Arclath stared at her expressionlessly, then bent, plucked up his knife from the floor where Tress had flung it down, and handed it to Amarune, hilt first.

“I trust you right now,” he told her quietly, pointing at the dagger and then at his throat, before leaning forward to offer it, undefended. “Completely.”

They stared at each other, Amarune trembling—until she slapped his dagger back into his hand and snarled, “I need a drink.”

The door behind them promptly opened, and Tress stepped in with a tray that held a decanter and three metal goblets.

“Thought you’d say that,” she told them with a nonchalant smile, obviously not caring that they’d know she’d been listening at the door. “Compliments of the house.”

Arclath and Amarune exchanged glances. Then, slowly, they both started to chuckle.

The passage was a long one, and the moment the laughter died away, the furious swordcaptain set a brisk pace along it, forcing his prisoners almost into a trot.

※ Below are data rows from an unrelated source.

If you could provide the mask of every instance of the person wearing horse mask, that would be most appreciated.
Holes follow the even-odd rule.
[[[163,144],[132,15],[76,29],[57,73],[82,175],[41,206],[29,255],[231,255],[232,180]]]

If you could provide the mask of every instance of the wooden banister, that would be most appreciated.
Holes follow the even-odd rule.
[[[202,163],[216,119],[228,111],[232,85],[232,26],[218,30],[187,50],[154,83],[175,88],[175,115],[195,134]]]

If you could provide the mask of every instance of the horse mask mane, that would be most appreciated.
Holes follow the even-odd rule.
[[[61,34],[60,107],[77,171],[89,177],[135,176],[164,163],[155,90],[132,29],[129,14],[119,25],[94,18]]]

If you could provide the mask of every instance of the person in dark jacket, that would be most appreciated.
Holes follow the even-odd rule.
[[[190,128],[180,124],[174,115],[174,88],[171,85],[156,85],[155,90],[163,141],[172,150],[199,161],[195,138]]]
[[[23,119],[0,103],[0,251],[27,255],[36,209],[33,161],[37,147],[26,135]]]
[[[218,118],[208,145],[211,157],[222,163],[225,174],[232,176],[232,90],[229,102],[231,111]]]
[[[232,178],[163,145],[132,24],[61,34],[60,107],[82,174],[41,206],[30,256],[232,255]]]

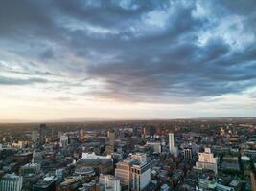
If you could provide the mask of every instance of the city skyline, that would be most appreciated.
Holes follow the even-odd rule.
[[[4,1],[0,122],[255,117],[255,7]]]

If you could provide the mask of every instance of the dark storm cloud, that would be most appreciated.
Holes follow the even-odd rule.
[[[49,74],[103,81],[92,96],[193,102],[255,86],[255,1],[231,2],[3,1],[0,43]]]

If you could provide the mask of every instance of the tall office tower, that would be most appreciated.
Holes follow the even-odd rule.
[[[210,148],[205,148],[204,153],[198,154],[198,161],[196,163],[197,168],[213,170],[215,174],[218,173],[218,159],[211,153]]]
[[[140,163],[145,163],[147,162],[147,156],[145,153],[136,153],[132,154],[130,158],[134,160],[139,161]]]
[[[38,138],[38,131],[33,130],[31,134],[31,140],[33,141],[33,143],[35,143],[37,141],[37,138]]]
[[[174,154],[175,148],[175,138],[173,133],[169,133],[169,151]]]
[[[61,137],[61,136],[63,136],[63,132],[58,131],[58,134],[57,134],[57,138],[58,138],[58,139],[60,139],[60,137]]]
[[[147,162],[131,166],[131,190],[141,191],[151,182],[151,164]]]
[[[115,177],[128,190],[142,190],[151,181],[151,165],[145,154],[133,154],[116,164]]]
[[[56,178],[54,176],[46,177],[43,180],[33,185],[33,191],[55,191]]]
[[[151,126],[150,129],[149,129],[150,136],[153,137],[155,132],[156,132],[155,127],[154,126]]]
[[[47,134],[46,124],[40,124],[40,126],[39,126],[39,142],[40,142],[40,144],[45,143],[46,134]]]
[[[105,150],[106,150],[107,155],[111,155],[115,151],[115,140],[116,140],[115,132],[114,131],[108,131],[107,137],[108,137],[108,144],[107,144]]]
[[[101,174],[99,183],[105,187],[105,190],[121,191],[120,180],[112,175]]]
[[[21,191],[23,178],[20,176],[6,174],[0,181],[1,191]]]
[[[60,147],[66,147],[68,145],[68,136],[60,136]]]
[[[190,148],[184,149],[184,159],[188,160],[192,159],[192,149]]]
[[[130,190],[130,169],[131,169],[132,160],[124,160],[116,164],[115,168],[115,177],[120,180],[120,182],[123,186],[127,187],[128,190]]]

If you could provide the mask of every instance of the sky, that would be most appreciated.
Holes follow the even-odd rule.
[[[256,116],[255,0],[0,2],[0,121]]]

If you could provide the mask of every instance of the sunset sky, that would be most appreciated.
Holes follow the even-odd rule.
[[[0,121],[256,116],[255,0],[0,2]]]

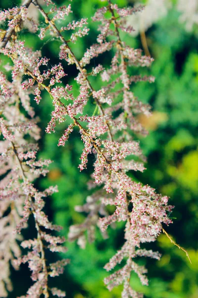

He speeded up still more as they approached a darkened stretch, where by some servant’s oversight no lamps glimmered in the sconces that in an earlier age had held torches.

Into the gloom they plunged, Vandurn snarling orders, and his men beginning to pant, the prisoners stumbling as they were prodded into greater haste.

“Get going!” the swordcaptain barked at everyone. “I’ve half a mind—”

“Well, that’s true,” Vainrence agreed loudly, drawing snorts of mirth from several of the nearest Dragons.

Then it happened.

There was a sudden burst of light around the Royal Magician’s head, and a smaller one abruptly flamed into being around the brow of Lord Vainrence, wildly whirling and crackling bolts of light out of nowhere that stabbed from one man to the other, brightening into a shared nimbus.

“Stop that!” the swordcaptain roared. “Stop it at once!”

Then he saw his prisoners were staggering and clutching their heads as they sagged, clearly as taken aback by the sudden magic as he and all his men were.